Mary’s Meals does not see faith as a pre-requisite for food. The organization’s official description notes their service of those with strong faith to those of no faith.

Past recipients of the Poverello Medal include Blessed Mother Teresa of Calcutta, the Rev. Benedict Groeschel, CFR and the Little Sisters of the Poor. To qualify for the award, an individual or organization must attempt to lessen poverty while simultaneously sharing with those they serve the light of Christ and the values by which St. Francis lived.

Mary’s Meals St. Clare and St. Francis Kitchens in Malawi are sponsored by funds from Franciscan University and were founded in 2010 by Dr. Andrew Minto, a Franciscan theology professor. Franciscan University students are responsible for an annual donation, which averages more than $12,000. This allows the kitchens continually to expand their reach in the native community.

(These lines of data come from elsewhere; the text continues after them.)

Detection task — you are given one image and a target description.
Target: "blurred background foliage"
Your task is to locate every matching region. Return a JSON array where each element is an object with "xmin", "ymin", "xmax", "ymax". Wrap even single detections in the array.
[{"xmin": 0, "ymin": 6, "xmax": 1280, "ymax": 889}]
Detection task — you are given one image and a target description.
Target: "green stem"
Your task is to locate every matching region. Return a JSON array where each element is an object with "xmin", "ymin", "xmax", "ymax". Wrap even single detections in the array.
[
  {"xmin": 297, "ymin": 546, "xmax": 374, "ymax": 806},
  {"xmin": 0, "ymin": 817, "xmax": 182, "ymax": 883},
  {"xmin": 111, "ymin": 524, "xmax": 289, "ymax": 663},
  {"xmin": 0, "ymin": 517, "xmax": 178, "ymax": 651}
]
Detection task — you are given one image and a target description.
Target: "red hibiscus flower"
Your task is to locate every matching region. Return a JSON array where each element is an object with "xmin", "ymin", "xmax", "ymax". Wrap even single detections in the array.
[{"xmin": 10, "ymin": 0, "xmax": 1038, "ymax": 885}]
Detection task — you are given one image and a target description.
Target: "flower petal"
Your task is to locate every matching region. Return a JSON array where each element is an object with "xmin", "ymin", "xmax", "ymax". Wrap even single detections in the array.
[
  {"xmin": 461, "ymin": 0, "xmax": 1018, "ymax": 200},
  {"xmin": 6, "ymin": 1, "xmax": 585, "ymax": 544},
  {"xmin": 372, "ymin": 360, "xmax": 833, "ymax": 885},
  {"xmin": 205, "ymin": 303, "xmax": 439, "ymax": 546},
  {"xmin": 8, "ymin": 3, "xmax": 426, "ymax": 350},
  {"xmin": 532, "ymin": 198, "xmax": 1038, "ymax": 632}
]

The Poverello medal is cast in basic steel as a nod to the recipient’s life of simple dedication to poverty. The medal also bears the figure of St. Francis, after whom the award itself is named, in the midst of a selfless act. “Il Poverello” or “the little poor man” is an Italian reference to one of St. Francis of Assisi’s titles. Mary’s Meals not only mirrors his humility and selfless generosity, it also points, as Francis did, toward the source of true life in Christ.